Occasionally, something pops up to enliven my artistic ennui and give me the strength to hang on 'til September and a new season. This summer, my salvation was the late-June return visit (after nearly two years away) of Wayne Foster, perhaps the finest organ (and harpsichord) virtuoso to ever live and work in Charleston. He spent quite a spell first as artist-in-residence and then as organist/director of music at First (Scots) Presbyterian Church. To boot, he was Charleston's most ecumenical organist, serving as music director at Temple Beth Elohim Synagogue.
For a while, he appeared to be settling into Charleston for the long haul, working his way ever-deeper into local musical life. He founded the Orchestra of St. Clair, one of Charleston's first ensembles to specialize in music of the Baroque era. And for two precious years, he played harpsichord with the Windhover Ensemble, our pioneering (and short-lived) original-instruments chamber ensemble.

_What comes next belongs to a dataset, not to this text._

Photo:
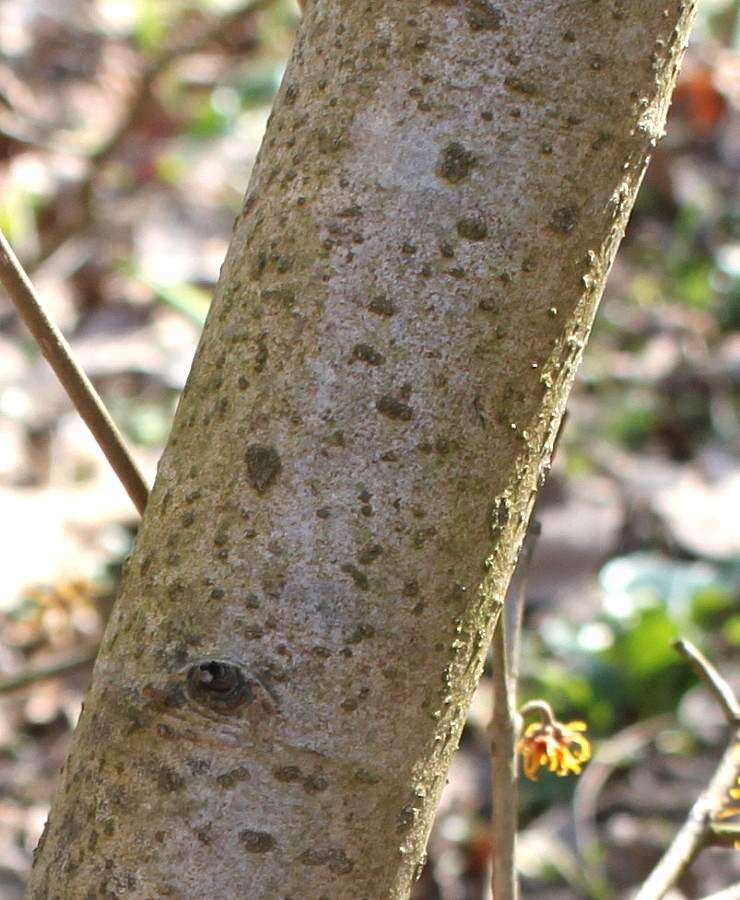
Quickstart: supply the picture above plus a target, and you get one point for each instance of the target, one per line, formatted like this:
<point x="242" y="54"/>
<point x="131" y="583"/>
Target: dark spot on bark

We should've known we'd never keep him.
All along, he remained a touring concert organist, bolstering his international reputation (they love him in France) as one of the finest organists of his generation. So when the First Congregational Church of Los Angeles — home to one of the world's largest pipe organs — came calling, Wayne made the agonized decision to accept what's got to be one of America's handful of top organ posts. We've missed him fiercely ever since.

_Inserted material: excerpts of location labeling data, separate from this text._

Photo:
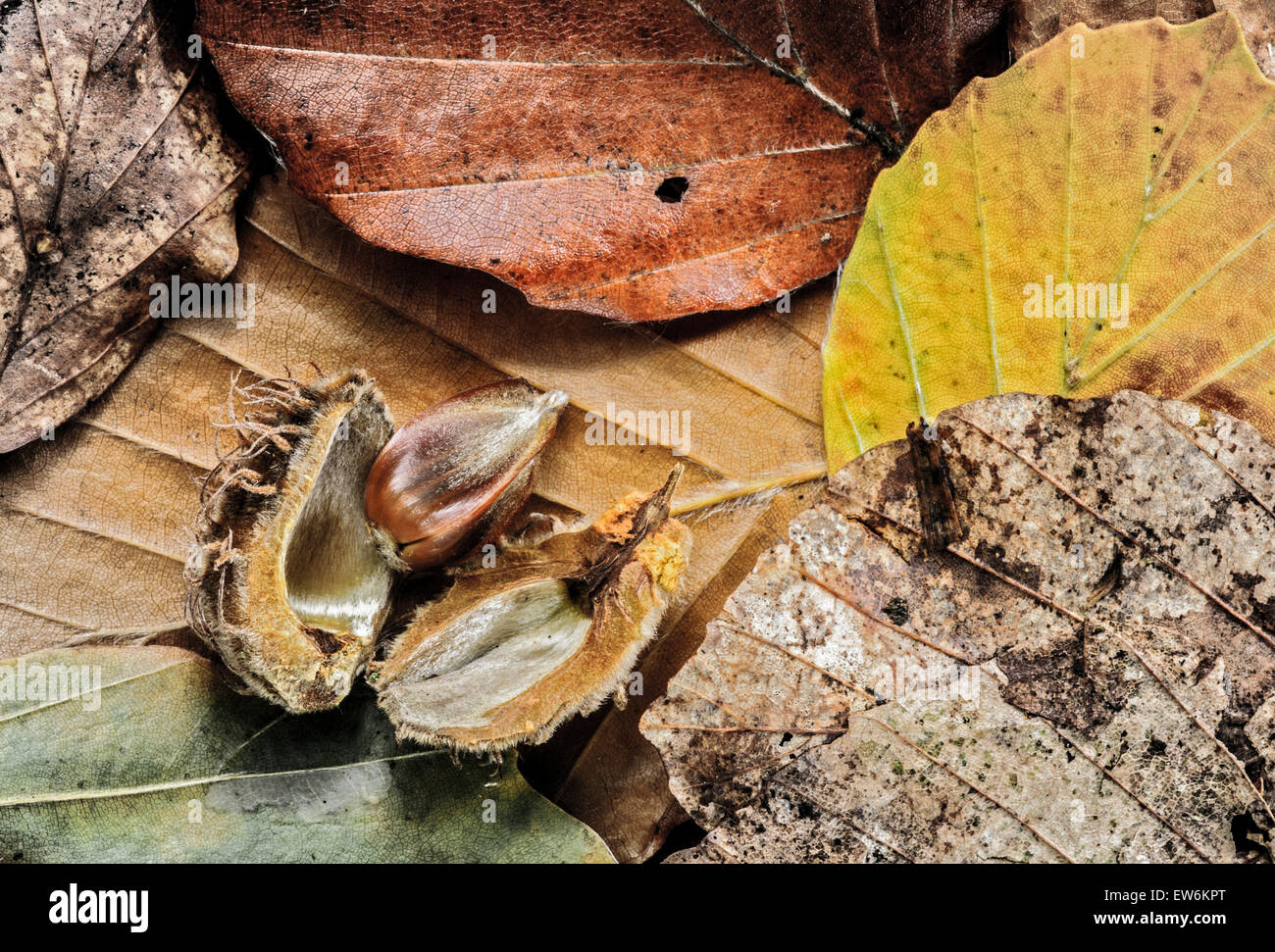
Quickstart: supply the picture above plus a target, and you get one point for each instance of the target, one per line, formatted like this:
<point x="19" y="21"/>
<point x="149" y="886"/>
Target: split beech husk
<point x="513" y="650"/>
<point x="287" y="583"/>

His recital on June 28 — on First Scots' fabulous instrument — was a blessed event, reminding the lucky (and jam-packed) congregation of its recent glory days when he played there every Sunday. Nobody I've ever heard plays the organ — often a mushy-sounding instrument — with Wayne's level of clarity, precision, and dynamic subtlety. We got items from modern masters like Robert Stern, Bruce Neswick, and Brian Sawyers, on top of more traditional masterpieces from Dietrich Buxtehude (one of Bach's major inspirations) and French organ "symphonist" Alexandre Guilmant.
It was great to hear him and talk to him afterwards. His glorious playing did much to keep me going until our imminent regular season commences in the coming weeks, and I'm again able to satisfy my pernicious addiction to great music on a regular basis. It won't be long now.